Privatization, liberalization and national development are concepts that cannot be treated in isolation. Privatization and liberalization therefore are more or less development strategies imbibed by nation-states to enhance the growth, stability and progress of their home countries. As earlier mentioned in the preceeding chapters, to privatize means to reduce government involvement in the management of socio-economic affairs of a nation-state. By extension therefore, the implication of this is to free up resources for private ownership while government serve as regular or watch-dog. Liberalization therefore appears to have the same connotation with privatization as the former is aimed at opening barriers to foreign investors who may be willing to invest (Olewe, 1995).
From the foregoing, there appears to be a linkage between privatization, liberalization and national development because the effective administration of privatization could in some respect bring about change, progress, development and sustainability in the overall socio-economic spheres of lives. Privatization and liberalization and its policy directions therefore must be people-oriented, guided by sound moral judgement and ethical conduct, good political will, transparency and accountability, responsiveness, participation and democratization. All these variables have the capacity and potentials of kick-starting an oiling economy like those of Third World countries (Nigeria inclusive) (NEEDS Document, 2004).
By any standard, to privatize therefore means to try to avoid economic waste, corruption and mismanagement creation of job opportunities, encouraging foreign investors, among others (Okigbo, 1986). This researcher if of the humble opinion that the Nigerian privatization process may not yield the desired expected results in terms of national development. This is owing to the fact that the managers and actors of the state seem to lack focus and direction in the privatization policies in the country. The staggering revelations in the Obasanjo’s Fourth Republic where billions of tax payer’s money have been cornered to families and friends in political business; sumptuous contracts offered to bidders without proper inspection, among others as is being revealed in the current and on-going investigations by the National Assembly of Nigeria. All these are major set-back on Nigeria’s path to greatness. All these are artificial creations that may hinder the realization of Nigeria’s vision 2020 as being conceived by the Yar’ Adua’s administration.
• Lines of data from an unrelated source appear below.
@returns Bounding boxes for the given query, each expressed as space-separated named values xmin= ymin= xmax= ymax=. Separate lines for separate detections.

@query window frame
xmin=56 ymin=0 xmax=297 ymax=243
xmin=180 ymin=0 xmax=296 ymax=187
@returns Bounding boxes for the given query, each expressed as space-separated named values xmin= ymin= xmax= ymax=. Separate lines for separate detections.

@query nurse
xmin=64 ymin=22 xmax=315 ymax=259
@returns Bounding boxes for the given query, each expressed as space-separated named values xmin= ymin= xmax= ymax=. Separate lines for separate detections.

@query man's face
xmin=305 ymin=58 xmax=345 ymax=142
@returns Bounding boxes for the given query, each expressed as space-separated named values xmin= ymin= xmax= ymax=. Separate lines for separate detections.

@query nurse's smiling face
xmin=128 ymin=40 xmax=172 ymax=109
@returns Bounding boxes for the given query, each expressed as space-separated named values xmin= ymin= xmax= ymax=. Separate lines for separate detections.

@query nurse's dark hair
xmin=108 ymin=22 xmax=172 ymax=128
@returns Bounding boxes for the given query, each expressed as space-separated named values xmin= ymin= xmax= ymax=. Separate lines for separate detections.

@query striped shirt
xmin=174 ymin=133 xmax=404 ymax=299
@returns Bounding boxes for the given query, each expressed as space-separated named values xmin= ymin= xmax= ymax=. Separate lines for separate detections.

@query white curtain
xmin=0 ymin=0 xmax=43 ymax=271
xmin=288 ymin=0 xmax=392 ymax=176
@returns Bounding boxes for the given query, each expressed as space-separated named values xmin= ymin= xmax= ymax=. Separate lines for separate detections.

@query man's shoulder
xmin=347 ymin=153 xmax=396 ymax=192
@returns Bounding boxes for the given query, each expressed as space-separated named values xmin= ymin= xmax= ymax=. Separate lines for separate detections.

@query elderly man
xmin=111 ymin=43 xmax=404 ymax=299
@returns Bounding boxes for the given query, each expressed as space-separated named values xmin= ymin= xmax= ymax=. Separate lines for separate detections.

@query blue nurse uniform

Consequently, the concept of national development according to Arvinal and Everett (1989) is a widely participatory process of directed social change in any given society intended to bring about both social and material advancement including greater equality, freedom and other valued qualities for the majority of the people through active participation and greater controls over their environment in all its ramifications. With specific references to the emerging economies of Third World, Olewe (1995) has documented that development-centered programmes and policies designed in these economies are aimed at achieving higher incomes and living standards through industrialization and modernization, expansion of social services and cultural activities, full exploitation of human and material resources among others.
Like privatization and liberalization, national development plans are more or less aimed at achieving qualitative transformation from a particular level to a more desirable one. Thus the transformation should be rooted in such a manner that the expenditure on national resources should be able to improve upon the living standards of the citizenry (Waldo, 1984). As a encompassing project, national development plan represents a demonstrated commitment of the state leadership to deploy national resources, human and capital to secure a better living standard of the people. These is therefore the tendency to reduce national development plan to or equate same with economic development. The former however has a larger scope spanning all aspects of a country’s national lives be they political, cultural or economic.
Okigbo (1986) wrote that since Nigeria’s first National Development Plans of 1962, all other plans have largely remained the same including the latest NEEDS initiatives. However, the process of preparing national development plan entails the setting of goals and targets expected to be attained within a specific period of time. The process also involves the formulation of appropriate policies aimed at facilitating the accomplishment of stated goals and targets. To this researcher, one very crucial factor that must be taken into cognizance during any planning process of development plan in the objective assessment of resources to be expended on the plan. This is very important against the backdrop of the fact that insufficient resource base constitutes a major constraints to the overall realization and achievement of development goals or set targets. National Development in Nigeria should therefore be pursued with the desired vigour, coloration and determination as well as sound political will. This is certainly a way forward in Nigeria’s bid to become the world’s 20th most industrialized nation-state.